Temporal changes in gene expressions in the salivary glands of C57BL/6.NOD-Aec1Aec2 mice for genes associated with clearance of apoptotic cells. (a) Model of the proposed mechanism for the (lack of) clearance of apoptotic cell debris by phagocytic cells, resulting in reduced interleukin-2 (IL-2) production by phagocytic cells. (b) Expression of genes associated with apoptotic cell clearance. Expression profiles are presented for these genes at 8, 12, 16, and 20 weeks of age relative to 4 weeks of age. Aec, autoimmunexocrinopathy; AP-1, activation protein-1; CR, complement receptor; NFAT, nuclear factor of activated T cells; NF-κB, nuclear factor-kappa-B; NOD, non-obese diabetic.

Full size image

Lastly, it is imperative to comment on the relevance of our microarray data with respect to human SjS and whether differentially expressed genes provide any clues to understanding the immuno-pathophysiological processes underlying SjS-like disease. As presented in Figure 5, our results demonstrated that a large number of genes/factors that have been reported to correlate with SjS or other rheumatic diseases in humans are also differentially expressed in the salivary glands of C57BL/6.NOD-Aec1Aec2 mice. Furthermore, the microarray study of Hjelmervik and colleagues [49], to date the most extensive microarray study of human SjS patients, shows a remarkable overlap with the current mouse studies, not necessarily between specific genes but within biological processes and functions of differentially expressed genes. These include upregulation of interferon-associated genes, antigen processing and presentation, T- and B-cell differentiation and functions, and apolipoproteins, plus downregulation of secretory and cell proliferation. Specific genes include Il6, Cd74, CaII, Bcl2l2, Cxcl13, and Ccr7. Thus, given the extent of the overlaps already seen, C57BL/6.NOD-Aec1Aec2 mice appear to offer a unique opportunity to identify genetic factors regulating processes leading to SjS.

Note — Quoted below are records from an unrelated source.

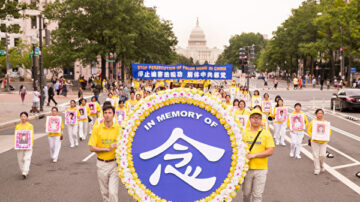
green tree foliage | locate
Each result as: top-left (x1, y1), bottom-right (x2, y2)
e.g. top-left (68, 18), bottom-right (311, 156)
top-left (44, 0), bottom-right (177, 81)
top-left (216, 33), bottom-right (266, 68)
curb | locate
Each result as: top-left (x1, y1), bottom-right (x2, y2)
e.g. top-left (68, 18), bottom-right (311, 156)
top-left (0, 95), bottom-right (93, 129)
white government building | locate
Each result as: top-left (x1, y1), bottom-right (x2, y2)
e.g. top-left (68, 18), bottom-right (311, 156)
top-left (176, 19), bottom-right (222, 64)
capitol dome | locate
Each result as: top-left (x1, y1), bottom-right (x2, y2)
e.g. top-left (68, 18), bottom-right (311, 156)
top-left (188, 19), bottom-right (206, 46)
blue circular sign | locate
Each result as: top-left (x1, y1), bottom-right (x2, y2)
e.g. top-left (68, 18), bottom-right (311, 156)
top-left (131, 103), bottom-right (233, 201)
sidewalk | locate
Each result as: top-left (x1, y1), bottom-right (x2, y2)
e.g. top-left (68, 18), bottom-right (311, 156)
top-left (0, 91), bottom-right (93, 128)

In summary, our earlier microarray studies [9] with lacrimal glands from C57BL/6.NOD-Aec1Aec2 mice and now the present studies with salivary glands are permitting us to propose several new concepts pertaining to what molecular events may lead to SjS and SjS-like disease. These include (a) retarded maturation of myeloid cells, especially macrophages and dendritic cells, possibly due to depressed response mediated by low levels of retinoic acid receptors and PPAR-γ; (b) reduced efficacy of macrophages and dendritic cells in antigen presentation, possibly due to an overexpression of cathepsin-S, leading to increased auto-antigen presentation by B cells; (c) lack of regulation of the TH17 effector cell population by reduced activation of both Treg1 and TFoxp3 cells, possibly due to low levels of IL-2; (d) depositions of fatty acids and lipoproteins in the lacrimal glands, due to changes in lipid receptors and transporters; and (e) decreased efficacy in the clearance of apoptotic cells/debris, due to reduced signal transduction and activation of phagocytes via the C1q/CD91/CD93/moesin pathway. Functional studies should be able to determine which of these biological processes is (are) critical pathological entities for SjS.

Conclusions

We have used a genomic approach to identify genes that are differentially expressed in the salivary glands during the development and early-onset phases of SjS-like disease of C57BL/6.NOD-Aec1Aec2 mice. This approach identified 480 genes that could be grouped into one of four expression patterns during development of disease. However, additional genes exhibited marked changes in their expressions during the time frame studied, based on simple pair-wise analyses. While a more complete analysis of these data will require considerable time, a number of expected and unexpected biological processes, signaling pathways, and potential dysfunctions have been identified. As might be predicted, virtually all biological processes during the early stages of disease (4 to 16 weeks of age) relate to altered cell functions, with inflammation- and autoimmunity-related processes appearing much later (16 to 20 weeks of age). Most importantly, these types of analyses permit construction of hypothetical models for SjS which now can be examined in greater detail in vivo, possibly confirming the identification of specific SjS-susceptibility candidate genes and their subsequent downstream molecular pathways.

Abbreviations

Aec:

autoimmunexocrinopathy

BIRCH:

balanced iterative reducing and clustering using hierarchies

EGF:

epidermal growth factor

Idd:

insulin-dependent diabetes

IL:

interleukin

LIMMA:

Linear Models for Microarray Analysis

mAChR:

muscarinic acetylcholine receptor

NK:

natural killer

NOD:

non-obese diabetic

PANTHER:

protein analysis through evolutionary relationships

PCR:

polymerase chain reaction

PPAR-γ:

peroxisome proliferator-activated receptor-gamma

SjS:

Sjögren's syndrome

SLE:

systemic lupus erythematosus

TH:

T helper (cell)

Treg:

regulatory T (cell).

References

  1. Fox RI, Kang HI: Pathogenesis of Sjögren's syndrome. Rheum Dis Clin North Am. 1992, 18: 517-538.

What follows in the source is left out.